Ajustemos
o olhar e reconheçamos os sinais do Reino!
A pergunta que João
Batista se faz na prisão expressa dúvidas, crises e angústias que nós também
conhecemos muito bem: “És tu aquele que há de vir, ou devemos esperar outro?”
Recolhido involuntariamente na solidão da sua cela e recebendo notícias sobre a
ação que Jesus começara a desenvolver, o profeta é rondado pela dúvida e pela
perplexidade. No ponto de vista do profeta encarcerado, faltavam os sinais do
fogo que queimaria os ímpios o do machado que golpearia as árvores estéreis. Um
Deus todo-poderoso não poderia demostrar compaixão e paciência...
Mas há uma diferença
entre nós e ele: o filho de Zacarias e Isabel ainda esperava a vinda do Messias
e a irrupção do Reino de Deus, enquanto que nós situamos este evento no
passado. A dúvida de João Batista nasce da grande diversidade de expectativas
messiânicas que existia no seu tempo, enquanto que a nossa crise vem
frequentemente da falta de sinais de mudança no curso da história, o que
suscita a pergunta: a vida, morte e ressurreição de Jesus provocou mesmo alguma
mudança?
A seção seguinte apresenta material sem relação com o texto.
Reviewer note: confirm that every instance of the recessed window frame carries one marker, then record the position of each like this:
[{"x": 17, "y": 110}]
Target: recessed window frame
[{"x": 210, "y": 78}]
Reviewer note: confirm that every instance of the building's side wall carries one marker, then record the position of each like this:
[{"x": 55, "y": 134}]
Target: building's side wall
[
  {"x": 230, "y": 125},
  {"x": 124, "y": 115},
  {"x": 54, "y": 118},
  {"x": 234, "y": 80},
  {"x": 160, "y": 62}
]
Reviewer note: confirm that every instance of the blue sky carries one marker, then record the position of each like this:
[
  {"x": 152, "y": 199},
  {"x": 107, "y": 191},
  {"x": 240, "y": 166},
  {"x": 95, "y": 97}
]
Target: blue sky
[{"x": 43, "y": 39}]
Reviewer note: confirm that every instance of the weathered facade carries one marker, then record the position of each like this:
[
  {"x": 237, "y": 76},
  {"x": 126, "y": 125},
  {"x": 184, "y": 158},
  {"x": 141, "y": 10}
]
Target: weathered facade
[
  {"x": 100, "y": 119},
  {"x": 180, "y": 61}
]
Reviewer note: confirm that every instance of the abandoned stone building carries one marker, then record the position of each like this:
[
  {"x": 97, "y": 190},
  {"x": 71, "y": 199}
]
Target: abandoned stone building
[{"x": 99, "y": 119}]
Imagino as perguntas e crises do grande e já saudoso Mandela, durante
os 26 anos de prisão...
Mesmo sem negarmos a
doutrina do retorno glorioso de Jesus no futuro, a verdade é que não jogamos
nisso todas as nossas fichas. Às vezes soa como uma piedosa metáfora o apelo a
preparar o coração para que nele Jesus possa nascer de novo. Estou entre os/a
que acreditam que o núcleo da nossa fé, o ponto em torno do qual giram os
demais elementos, é o reinado de Deus, a transformação radical da do mundo em
que vivemos: é isso que esperamos e é em vista de sua realização que empenhamos
nossa inteligência, nossa esperança, nosso amor e nossas estratégias.
A resposta de Jesus à
pergunta e aos mensageiros de João não é teórica ou doutrinal, mas testemunhal
e prática. Nos capítulos anteriores ao episódio que estamos mediatando, Lucas nos
brinda com uma série de várias ações simbólicas que Jesus realizara: a cura e
reinserção social de um leproso; a visita a casa de um pagão e cura de seu
empregado; a cura da sogra de Pedro e muitos outros doentes; o resgate da
personalidade de um endemoniado; a cura de um paralítico; as refeições com os
publicanos e pecadores; a cura de dois cegos (cf. Lc 8-9).
É por isso que Jesus
pode dizer aos discípulos de João Batista: “Ide contar a João o que estais ouvindo e vendo: cegos recuperam a vista, paralíticos andam, leprosos são
curados, surdos ouvem, mortos ressuscitam e aos pobres é anunciada a boa nova.”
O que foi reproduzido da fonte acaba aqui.